Döngü 27- Esmer gece,tanıdım

O adamı mı? tanıdım.rengi ben de!..

İzmaritine bastırdığı teri kokladım.Yorgun zamanın dumanını ezberliyordu nefeslerine.Araladım-aralandım.İki kelimeye sığacak bir ufku yaktım.

- Neden içmedin?
- Seni bekledim.

Nefsi kırıktı tümcelerin toparladım.Kırmızı kesikler attım çekimsiz eklere ve bir bütün çizdim çer çöp kıyametime.Buruşmuştu parmaklarım.Duraksadı.Bir iklimi karaladık.Hayat,bize kıştı.İsmi soluk  ve arsızdı.Köşeyi dönünce hatırladık.Bir yağmur uzaktaydık.Ve bulutlar yalnızlığımıza kesildi;aynı rüyalarının farklı yerlerinde çekimliydik.O adamı mı? tanıdım.Rengi ben de;adı mavi.
Esmer gecenin kefilsiz bedeni...

1 Mayıs 2011 Pazar

Döngü-26 Yolda bir şey,evet

Ensesi kalın bir ziyanın köprü altı dirsek sürtüşleri,kaç kez dinleyeceğiz aynı melodiyi.Ben değilim suçlu onlar anlamadı beni! Evet hep anlamak ve anlaşılmaktan yana ciddi bir sıkıntımız oldu. Ben renkleri kollarken sen sıfatları tertipliyordun ben bulutları izlerken sen yağmurdan kaçıyordun. Birimiz fazlaydık o inancın rütbesine. İlk dua kaçışımda gömdün beni lanetlerin içine. Öyleydi işte hayat zorbası her daim hatırlatıyordun. Gülüşleri çekmiştik aradan insan olduğunu hep unutuyordun.

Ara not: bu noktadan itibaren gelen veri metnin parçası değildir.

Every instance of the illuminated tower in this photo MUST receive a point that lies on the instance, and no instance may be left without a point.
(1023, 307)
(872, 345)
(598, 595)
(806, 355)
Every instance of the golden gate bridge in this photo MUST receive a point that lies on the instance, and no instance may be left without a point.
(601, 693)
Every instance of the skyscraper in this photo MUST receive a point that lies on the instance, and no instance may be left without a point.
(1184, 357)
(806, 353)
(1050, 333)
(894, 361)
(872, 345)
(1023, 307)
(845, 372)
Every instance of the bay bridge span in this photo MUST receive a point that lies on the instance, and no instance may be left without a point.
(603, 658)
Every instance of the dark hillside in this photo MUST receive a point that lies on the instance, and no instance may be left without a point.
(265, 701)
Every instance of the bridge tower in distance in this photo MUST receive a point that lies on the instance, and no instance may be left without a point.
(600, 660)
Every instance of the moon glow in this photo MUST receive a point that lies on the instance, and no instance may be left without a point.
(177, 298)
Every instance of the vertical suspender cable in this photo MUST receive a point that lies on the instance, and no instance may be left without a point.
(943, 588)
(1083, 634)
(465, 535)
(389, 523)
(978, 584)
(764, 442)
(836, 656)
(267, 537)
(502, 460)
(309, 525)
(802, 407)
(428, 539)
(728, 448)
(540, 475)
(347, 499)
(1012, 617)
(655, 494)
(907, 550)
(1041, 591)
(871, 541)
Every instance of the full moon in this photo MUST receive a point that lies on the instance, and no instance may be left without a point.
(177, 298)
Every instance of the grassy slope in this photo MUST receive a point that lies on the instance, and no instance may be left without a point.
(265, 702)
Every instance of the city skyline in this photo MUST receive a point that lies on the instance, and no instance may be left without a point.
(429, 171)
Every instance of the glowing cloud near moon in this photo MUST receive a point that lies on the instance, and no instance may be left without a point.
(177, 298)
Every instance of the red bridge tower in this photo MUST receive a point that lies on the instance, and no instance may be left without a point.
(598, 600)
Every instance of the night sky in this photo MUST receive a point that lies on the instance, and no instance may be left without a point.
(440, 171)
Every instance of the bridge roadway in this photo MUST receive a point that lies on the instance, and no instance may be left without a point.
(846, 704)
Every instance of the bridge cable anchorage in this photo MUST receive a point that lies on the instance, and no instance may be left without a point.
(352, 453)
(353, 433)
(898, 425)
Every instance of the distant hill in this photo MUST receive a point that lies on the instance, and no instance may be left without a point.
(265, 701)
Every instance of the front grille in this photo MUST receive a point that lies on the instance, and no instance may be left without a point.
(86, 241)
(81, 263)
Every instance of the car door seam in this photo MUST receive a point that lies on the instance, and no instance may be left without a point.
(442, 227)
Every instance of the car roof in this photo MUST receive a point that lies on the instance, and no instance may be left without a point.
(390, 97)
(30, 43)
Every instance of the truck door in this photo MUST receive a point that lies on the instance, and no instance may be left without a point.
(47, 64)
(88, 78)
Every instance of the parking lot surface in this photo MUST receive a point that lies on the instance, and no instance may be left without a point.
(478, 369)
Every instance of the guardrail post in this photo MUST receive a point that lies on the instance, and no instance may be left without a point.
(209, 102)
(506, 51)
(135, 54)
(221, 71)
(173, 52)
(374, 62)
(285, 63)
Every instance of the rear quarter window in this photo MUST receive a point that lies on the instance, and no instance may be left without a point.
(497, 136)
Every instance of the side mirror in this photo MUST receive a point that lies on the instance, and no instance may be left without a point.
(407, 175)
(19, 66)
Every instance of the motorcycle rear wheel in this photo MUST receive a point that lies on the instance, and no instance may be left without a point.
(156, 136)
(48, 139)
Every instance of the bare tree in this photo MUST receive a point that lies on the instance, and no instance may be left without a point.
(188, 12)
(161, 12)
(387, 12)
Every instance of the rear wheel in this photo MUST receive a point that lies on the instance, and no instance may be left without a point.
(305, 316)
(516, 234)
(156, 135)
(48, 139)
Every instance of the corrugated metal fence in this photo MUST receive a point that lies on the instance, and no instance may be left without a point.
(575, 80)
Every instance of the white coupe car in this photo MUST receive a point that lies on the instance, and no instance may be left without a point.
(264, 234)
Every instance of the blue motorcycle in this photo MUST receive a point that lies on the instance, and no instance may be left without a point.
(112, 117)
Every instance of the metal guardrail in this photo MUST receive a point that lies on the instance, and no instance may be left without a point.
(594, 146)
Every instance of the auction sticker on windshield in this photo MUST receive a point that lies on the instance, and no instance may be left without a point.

En keskin kokuları serdim yeniden,soldan başlıyorum en kara kaplı yerden;
Döndüm nefes alıyorum eteklerimi çekiyorsun.
Uyandım şafağıma kabus düşürüyorsun.
Sustum sessizliğimi kirletiyorsun  ve sen gölgesi olmayan uçuk kanat garibesi,yüzlerine tükürdüğün her bir gövdeyi tekrar yala şimdi;arkamı döndüğümde kestiğin ahkamdan belliydi kadimsiz sözcüklerinin ezgisi.

Yollarda bir şey,evet.Hiç göremeyeceklerinin sahiplik iniltisi.Aldık en baştan rüyaları sana düşen kendi varlığının ziyan-ı emaneti.